There is a pool. It is not mine, but for now, it is mine. I have stood under the midday sun stroking the pool’s floor with a strange vacuum that sucks up the slimy stuff and leaves clean behind, but until today, three weeks in to my month long exile in this beautiful place, I felt no affinity for the pool.
Though I’ve tended to its needs, I never put a toe into it until yesterday when the heat blackmailed me into dipping my body into the water that is clearly not my element. And my conversion was so complete that today, I was actually disappointed to hear the rumble of thunder when I went back, ready to give myself to the pool again.
My relationship with water is not altogether clear cut. No right angles or black lines about it. Though it is not my element of natural affinity, I love rain. Soft rain, steady rain, torrential rain, storms of any kind. I also love the ocean. I fear the ocean. I succumb to the ocean, but awkwardly. My children tease me for the uncomfortable way I enter and exit the surf. But when I am held up by the gentle mountains of water during the quiet tide, I feel the emptiness of space enter me.
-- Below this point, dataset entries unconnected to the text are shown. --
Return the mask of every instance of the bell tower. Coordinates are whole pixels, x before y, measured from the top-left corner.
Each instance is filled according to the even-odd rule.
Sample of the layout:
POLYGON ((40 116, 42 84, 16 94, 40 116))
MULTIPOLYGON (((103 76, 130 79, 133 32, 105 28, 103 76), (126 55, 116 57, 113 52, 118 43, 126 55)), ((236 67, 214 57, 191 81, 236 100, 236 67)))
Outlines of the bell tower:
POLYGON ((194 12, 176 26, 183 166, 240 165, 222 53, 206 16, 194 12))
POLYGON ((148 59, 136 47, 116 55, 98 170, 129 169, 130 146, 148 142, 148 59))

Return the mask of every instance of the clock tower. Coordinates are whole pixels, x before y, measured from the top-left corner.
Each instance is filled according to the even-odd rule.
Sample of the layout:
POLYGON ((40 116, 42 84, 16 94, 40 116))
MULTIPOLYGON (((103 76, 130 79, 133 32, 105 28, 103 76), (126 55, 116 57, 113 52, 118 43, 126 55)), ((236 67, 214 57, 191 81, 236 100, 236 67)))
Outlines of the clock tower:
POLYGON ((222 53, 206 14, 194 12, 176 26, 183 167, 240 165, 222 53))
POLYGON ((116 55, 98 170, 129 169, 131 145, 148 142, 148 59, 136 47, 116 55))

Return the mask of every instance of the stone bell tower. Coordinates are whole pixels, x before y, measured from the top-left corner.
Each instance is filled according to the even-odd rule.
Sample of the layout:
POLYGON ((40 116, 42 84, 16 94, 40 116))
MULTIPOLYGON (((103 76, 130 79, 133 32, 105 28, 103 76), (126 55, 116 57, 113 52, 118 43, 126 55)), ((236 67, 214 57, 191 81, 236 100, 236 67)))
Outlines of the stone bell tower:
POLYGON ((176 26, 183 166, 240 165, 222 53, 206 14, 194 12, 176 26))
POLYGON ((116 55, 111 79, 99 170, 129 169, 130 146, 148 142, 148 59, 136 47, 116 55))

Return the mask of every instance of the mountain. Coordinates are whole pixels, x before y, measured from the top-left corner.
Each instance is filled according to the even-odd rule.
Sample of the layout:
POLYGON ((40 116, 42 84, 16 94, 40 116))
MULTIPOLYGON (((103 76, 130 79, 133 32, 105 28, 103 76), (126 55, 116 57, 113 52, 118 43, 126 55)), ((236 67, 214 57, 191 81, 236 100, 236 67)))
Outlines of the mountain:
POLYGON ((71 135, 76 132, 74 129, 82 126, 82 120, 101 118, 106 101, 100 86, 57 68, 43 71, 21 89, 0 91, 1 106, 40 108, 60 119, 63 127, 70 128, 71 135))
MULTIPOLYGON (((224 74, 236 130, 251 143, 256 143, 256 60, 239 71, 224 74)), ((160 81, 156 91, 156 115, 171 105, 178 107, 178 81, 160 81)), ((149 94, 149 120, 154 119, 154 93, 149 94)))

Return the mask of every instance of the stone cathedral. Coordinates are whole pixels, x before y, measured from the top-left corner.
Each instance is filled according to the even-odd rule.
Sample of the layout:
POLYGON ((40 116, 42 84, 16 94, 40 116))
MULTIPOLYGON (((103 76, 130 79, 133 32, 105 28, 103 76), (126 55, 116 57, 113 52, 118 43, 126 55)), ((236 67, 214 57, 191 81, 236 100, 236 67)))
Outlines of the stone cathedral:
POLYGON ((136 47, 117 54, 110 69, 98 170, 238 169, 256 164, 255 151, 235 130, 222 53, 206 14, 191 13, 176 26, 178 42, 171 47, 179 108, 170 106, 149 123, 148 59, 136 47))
Lying there atop the swells, I think about the way every inch of my world is full of something tangible. People, coffee pots, computers, wooden spoons, grassy fields, forested mountains, huge oceans and an atmosphere of gassy atoms that sneak in to every cell of my body without my knowing it.
Water does not change any of that, obviously, but the way it seems to defy physics by lifting my weight off my feet and cradling me—doesn’t that seem like an open door to all possibility, even emptiness?
The good emptiness of naked space and naked time.
When I was young, the future was empty, for I had not invented it yet. I still have a future and I am still inventing it, but the space that the future inhabits seems less empty. Not to mention all the trajectories of my already-lived time. They shoot out possible futures ahead of me like laser beams.
Lying in water, even a swimming pool, lets me for a moment feel the space of time yawning at my fingertips, full of possibility.
Words and color, images, music, even my spirit guides – the intangibles that fill the spaces that are not spaces – have a chance to enter my head when my eyes are closed, my ears muffled by the water and my body lifted improbably by a substance I can drink, or that can disappear into a mound of sand.